Fig. 2: Cross-sectional microstructures of SAL W-Cu composite and electrolessly plated W-Cu. a EBSD IPF map of W phase in the as-prepared SAL W-Cu. Inset: map color legend projected on the plane vertical to VD, showing a texture of <100 > W // VD. b EBSD IPF map of Cu phase in the as-prepared SAL W-Cu. Inset: map color legend projected on the plane vertical to VD. c HRTEM image of the interface in SAL W-Cu. Insets: the corresponding FFT patterns. d Dark field TEM image showing the nanocrystalline Cu in the electrolessly plated W-Cu. e Bright field TEM image showing the elongated W grains in the SAL W-Cu. Insets: the selected area electron diffraction (SAED) patterns and indexing with the zone axes of [001]W and [011]Cu, respectively. The red and yellow dashed lines represent phase boundaries and grain boundaries. f Bright field TEM image of the milled W flake containing dislocations. Inset: an enlarged view. g Bright field TEM image of W phase in SAL W-Cu, showing high-density dislocations. h Schematic sketch of the SAL architecture in the as-prepared W-Cu composite.

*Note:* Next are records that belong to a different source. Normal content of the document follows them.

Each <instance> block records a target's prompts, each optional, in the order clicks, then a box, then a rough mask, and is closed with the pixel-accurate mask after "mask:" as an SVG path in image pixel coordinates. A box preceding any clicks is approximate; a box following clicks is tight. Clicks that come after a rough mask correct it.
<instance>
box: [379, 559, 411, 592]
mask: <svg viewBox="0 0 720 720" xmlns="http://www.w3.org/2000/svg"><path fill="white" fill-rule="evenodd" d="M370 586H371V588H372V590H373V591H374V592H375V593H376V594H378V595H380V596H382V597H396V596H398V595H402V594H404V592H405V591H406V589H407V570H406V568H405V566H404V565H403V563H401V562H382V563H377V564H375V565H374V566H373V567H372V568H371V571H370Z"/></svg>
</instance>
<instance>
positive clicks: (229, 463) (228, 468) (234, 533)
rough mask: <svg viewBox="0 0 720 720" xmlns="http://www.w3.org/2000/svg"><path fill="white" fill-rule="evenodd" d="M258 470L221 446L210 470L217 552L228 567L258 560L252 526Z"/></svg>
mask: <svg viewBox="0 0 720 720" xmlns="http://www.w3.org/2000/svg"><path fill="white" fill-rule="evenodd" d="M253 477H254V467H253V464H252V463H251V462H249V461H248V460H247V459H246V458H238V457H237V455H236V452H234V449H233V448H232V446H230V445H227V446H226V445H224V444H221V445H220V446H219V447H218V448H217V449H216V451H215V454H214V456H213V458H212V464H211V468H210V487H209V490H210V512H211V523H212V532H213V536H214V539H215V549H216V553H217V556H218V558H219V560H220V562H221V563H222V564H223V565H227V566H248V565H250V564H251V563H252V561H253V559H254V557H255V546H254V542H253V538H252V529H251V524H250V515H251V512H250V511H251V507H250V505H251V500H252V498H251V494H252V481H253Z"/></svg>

Fig. 3: Mechanical properties and electrical conductivity of the as-prepared SAL W-Cu at room temperature. a Compressive stress-strain curves of SAL W-Cu loaded along VD and PD. b Comparison of the compressive curves of SAL W-Cu and other W-Cu composites with a same composition but different grain sizes. c Compressive yield strength versus plastic strain of SAL W-Cu and comparison with those of other W-Cu composites. d Electrical conductivity versus compressive yield strength of SAL W-Cu and comparison with those of other W-Cu composites. The counterparts include W fiber (Wf) reinforced W-Cu, second-phase enhanced W-Cu, metal-doped W-Cu, fine-grained (FG) and ultrafine-grained (UFG) W-Cu.

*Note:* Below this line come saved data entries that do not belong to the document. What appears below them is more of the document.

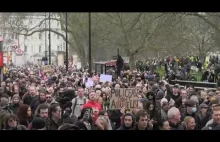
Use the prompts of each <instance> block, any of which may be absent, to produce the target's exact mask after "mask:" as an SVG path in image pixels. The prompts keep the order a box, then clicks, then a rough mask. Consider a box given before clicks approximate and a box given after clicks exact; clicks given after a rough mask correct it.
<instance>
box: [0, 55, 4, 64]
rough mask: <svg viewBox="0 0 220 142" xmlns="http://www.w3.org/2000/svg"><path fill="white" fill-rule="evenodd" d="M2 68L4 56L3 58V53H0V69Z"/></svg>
mask: <svg viewBox="0 0 220 142" xmlns="http://www.w3.org/2000/svg"><path fill="white" fill-rule="evenodd" d="M3 66H4V56H3V52H0V67H3Z"/></svg>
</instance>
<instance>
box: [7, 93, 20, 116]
mask: <svg viewBox="0 0 220 142" xmlns="http://www.w3.org/2000/svg"><path fill="white" fill-rule="evenodd" d="M20 104H21V99H20V97H19V95H18V94H15V95H13V97H12V99H11V103H10V104H9V108H10V109H11V110H12V112H13V114H17V112H18V109H19V106H20Z"/></svg>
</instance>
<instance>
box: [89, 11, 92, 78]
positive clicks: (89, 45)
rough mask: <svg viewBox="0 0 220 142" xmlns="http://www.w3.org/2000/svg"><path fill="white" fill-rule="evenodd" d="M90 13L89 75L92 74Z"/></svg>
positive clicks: (89, 19) (91, 52)
mask: <svg viewBox="0 0 220 142" xmlns="http://www.w3.org/2000/svg"><path fill="white" fill-rule="evenodd" d="M91 40H92V35H91V12H89V58H88V59H89V74H90V75H91V74H92V47H91Z"/></svg>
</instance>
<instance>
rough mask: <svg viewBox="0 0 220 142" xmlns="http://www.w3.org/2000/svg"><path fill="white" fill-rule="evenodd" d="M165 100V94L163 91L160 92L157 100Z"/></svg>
mask: <svg viewBox="0 0 220 142" xmlns="http://www.w3.org/2000/svg"><path fill="white" fill-rule="evenodd" d="M163 98H164V92H163V91H158V92H157V97H156V99H157V100H161V99H163Z"/></svg>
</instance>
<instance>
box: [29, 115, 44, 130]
mask: <svg viewBox="0 0 220 142" xmlns="http://www.w3.org/2000/svg"><path fill="white" fill-rule="evenodd" d="M45 127H46V122H45V120H44V119H42V118H40V117H36V118H34V120H33V121H32V129H33V130H38V129H43V128H45Z"/></svg>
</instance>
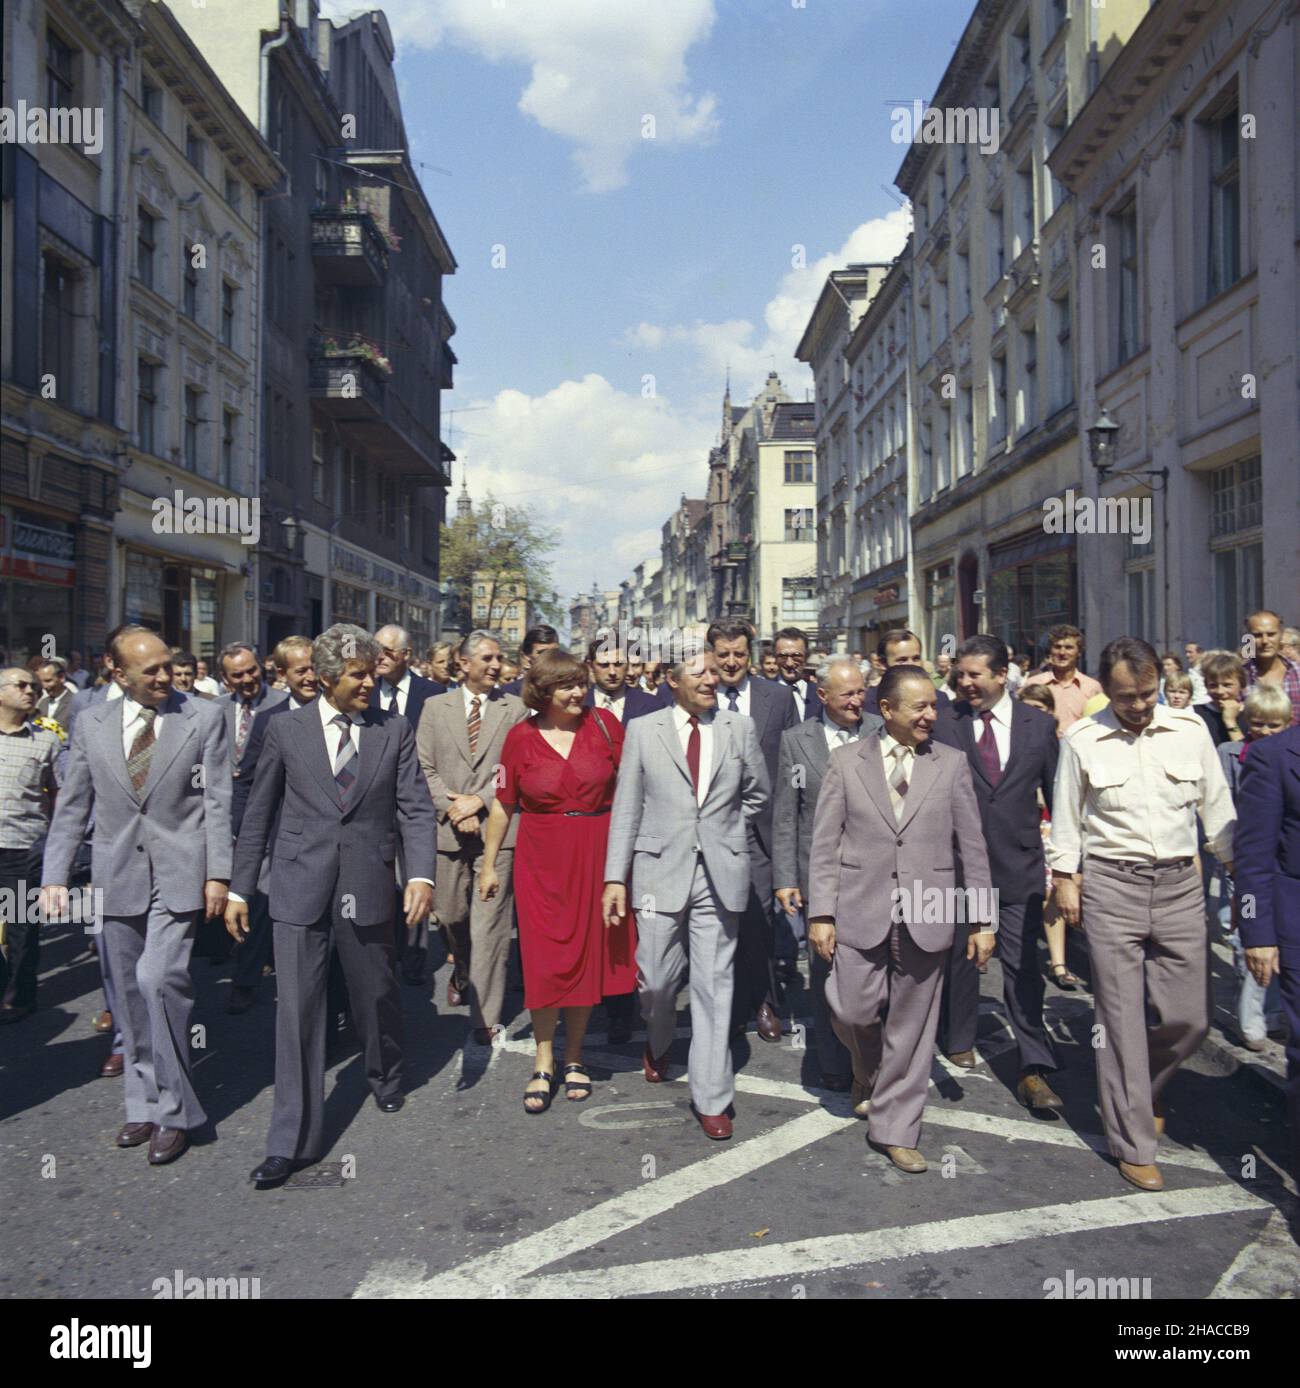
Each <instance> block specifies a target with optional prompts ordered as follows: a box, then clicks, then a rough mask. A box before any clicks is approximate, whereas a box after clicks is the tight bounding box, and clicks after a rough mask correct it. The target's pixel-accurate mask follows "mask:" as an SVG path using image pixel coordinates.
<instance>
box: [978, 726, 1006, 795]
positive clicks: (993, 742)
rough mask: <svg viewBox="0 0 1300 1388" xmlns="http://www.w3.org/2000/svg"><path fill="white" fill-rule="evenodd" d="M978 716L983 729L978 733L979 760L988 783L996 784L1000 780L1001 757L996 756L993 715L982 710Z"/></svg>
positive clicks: (996, 749) (996, 748) (1001, 759)
mask: <svg viewBox="0 0 1300 1388" xmlns="http://www.w3.org/2000/svg"><path fill="white" fill-rule="evenodd" d="M980 718H981V719H982V720H984V730H982V731H981V733H980V743H978V747H977V750H978V752H980V762H981V765H982V766H984V775H985V776H988V779H989V784H991V786H996V784H998V781H1000V780H1002V759H1000V758H999V756H998V738H996V737H995V736H993V715H992V713H989V712H984V713H981V715H980Z"/></svg>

Fig. 4: Lattice strains and HDI stress evolution during uniaxial compression along VD. a Schematic diagram for the setup of in-situ HEXRD compression test. Inset: the azimuth angles in the Debye rings. b The corresponding diffraction patterns of {200}Cu and {200}W at various stress levels along VD according to the in-situ HEXRD results. c Evolution of lattice strain versus macroscopic stress for W ({200}W, {211}W, and {110}W) and Cu ({111}Cu, {200}Cu, and {220}Cu) planes along the loading direction. The macroscopic yield strength is marked by the red dashed line. d Calculated stress partitioning in W and Cu phases according to the HEXRD results. e LUR behavior of the SAL W-Cu along VD. Inset: HDI stress and effective stress (ES) evolution with plastic strain of the SAL W-Cu.

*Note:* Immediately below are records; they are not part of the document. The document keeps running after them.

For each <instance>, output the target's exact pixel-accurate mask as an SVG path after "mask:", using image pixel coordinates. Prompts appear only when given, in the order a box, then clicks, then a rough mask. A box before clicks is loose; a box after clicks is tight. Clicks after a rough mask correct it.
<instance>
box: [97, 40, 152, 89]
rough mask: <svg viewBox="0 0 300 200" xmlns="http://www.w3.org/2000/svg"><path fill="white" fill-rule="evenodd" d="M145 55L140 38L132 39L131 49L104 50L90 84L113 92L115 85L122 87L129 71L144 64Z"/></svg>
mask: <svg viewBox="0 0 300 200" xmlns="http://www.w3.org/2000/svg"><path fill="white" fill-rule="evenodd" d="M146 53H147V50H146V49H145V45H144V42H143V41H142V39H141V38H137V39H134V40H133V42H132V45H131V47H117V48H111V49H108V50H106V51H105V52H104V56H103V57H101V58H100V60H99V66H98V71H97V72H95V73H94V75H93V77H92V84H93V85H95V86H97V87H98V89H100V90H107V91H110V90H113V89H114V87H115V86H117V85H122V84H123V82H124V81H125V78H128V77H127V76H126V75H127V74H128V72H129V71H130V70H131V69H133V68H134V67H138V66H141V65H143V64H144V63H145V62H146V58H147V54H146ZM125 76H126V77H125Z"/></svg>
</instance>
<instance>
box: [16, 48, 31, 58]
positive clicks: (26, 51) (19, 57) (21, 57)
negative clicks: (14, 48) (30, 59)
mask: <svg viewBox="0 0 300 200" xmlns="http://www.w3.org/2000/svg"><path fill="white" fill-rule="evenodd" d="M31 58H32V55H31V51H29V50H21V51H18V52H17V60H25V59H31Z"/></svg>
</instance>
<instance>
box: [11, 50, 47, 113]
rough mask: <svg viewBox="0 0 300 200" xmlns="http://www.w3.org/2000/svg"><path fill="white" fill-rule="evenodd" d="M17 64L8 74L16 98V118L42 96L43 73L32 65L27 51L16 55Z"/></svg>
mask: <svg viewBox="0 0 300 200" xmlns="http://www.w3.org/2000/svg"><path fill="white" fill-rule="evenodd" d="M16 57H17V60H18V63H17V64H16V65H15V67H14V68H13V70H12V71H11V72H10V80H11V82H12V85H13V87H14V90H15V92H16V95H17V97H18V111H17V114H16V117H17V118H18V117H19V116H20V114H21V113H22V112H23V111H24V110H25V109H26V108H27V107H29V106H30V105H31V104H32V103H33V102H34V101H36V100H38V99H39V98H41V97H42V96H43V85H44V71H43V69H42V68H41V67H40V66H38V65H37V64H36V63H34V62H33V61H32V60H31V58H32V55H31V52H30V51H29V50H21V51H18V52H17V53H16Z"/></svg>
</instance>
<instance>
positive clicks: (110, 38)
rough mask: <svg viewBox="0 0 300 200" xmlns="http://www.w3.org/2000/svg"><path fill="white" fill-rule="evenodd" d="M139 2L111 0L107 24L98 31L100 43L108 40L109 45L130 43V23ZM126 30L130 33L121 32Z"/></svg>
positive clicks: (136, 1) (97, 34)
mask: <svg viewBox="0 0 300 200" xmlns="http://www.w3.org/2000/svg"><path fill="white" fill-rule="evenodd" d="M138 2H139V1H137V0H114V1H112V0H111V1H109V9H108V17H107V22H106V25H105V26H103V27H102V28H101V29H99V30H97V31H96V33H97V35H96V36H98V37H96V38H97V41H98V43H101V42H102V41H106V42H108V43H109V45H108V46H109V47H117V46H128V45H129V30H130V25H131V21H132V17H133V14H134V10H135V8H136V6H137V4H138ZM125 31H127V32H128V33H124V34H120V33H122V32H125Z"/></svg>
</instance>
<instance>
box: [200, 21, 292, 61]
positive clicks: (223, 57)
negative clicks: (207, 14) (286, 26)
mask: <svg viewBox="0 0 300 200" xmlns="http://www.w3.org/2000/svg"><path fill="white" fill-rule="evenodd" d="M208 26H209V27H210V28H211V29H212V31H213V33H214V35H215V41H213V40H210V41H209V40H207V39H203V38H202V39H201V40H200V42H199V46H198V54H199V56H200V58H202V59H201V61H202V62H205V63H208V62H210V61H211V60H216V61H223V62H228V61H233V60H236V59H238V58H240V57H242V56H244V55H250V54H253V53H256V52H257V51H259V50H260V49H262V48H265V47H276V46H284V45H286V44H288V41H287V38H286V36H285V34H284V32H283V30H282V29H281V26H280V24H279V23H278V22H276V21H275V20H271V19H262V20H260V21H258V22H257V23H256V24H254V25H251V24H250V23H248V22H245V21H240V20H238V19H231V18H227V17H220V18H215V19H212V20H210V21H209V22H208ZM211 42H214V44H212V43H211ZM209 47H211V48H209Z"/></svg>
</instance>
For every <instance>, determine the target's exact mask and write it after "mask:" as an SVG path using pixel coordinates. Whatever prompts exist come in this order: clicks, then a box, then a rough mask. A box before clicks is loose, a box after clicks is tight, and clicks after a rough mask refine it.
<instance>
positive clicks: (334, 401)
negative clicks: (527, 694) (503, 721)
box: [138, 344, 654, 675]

Fig. 5: Microstructure evolution during the compression of SAL W-Cu composite. a1-a3 Bright-field TEM images showing the evolution of dislocation density in Cu phase with the compressive strain (loading along VD). a4 Bright-field TEM image of the W phase with a compressive strain of 0.15 (loading along VD), revealing the high-density dislocations. b Kernel average misorientation (KAM) distributions of Cu (b1, b2) and W (b3, b4) phases in the as-prepared composite (b1, b3) and the fractured composite (b2, b4) with loading along VD. c1, c2 SEM images of the composite compressed along VD with a displacement of 0.60 m m and 0.68 mm, showing the appearance of microcracks in the marked regions. c3 Cross-sectional morphology of the fracture surface (loading along VD), showing the cutting of W lamellae. d1-d3 SEM images of the composite compressed along PD, where d1 shows the buckling of W lamellae after the stress drop, d2 is the enlarged view of the selected area in d1, showing the crack blunting, and d3 is the enlarged view of the selected area in d2, showing the cracks buffering in the W lamellae in the kinking band. The black arrows indicate the compression direction.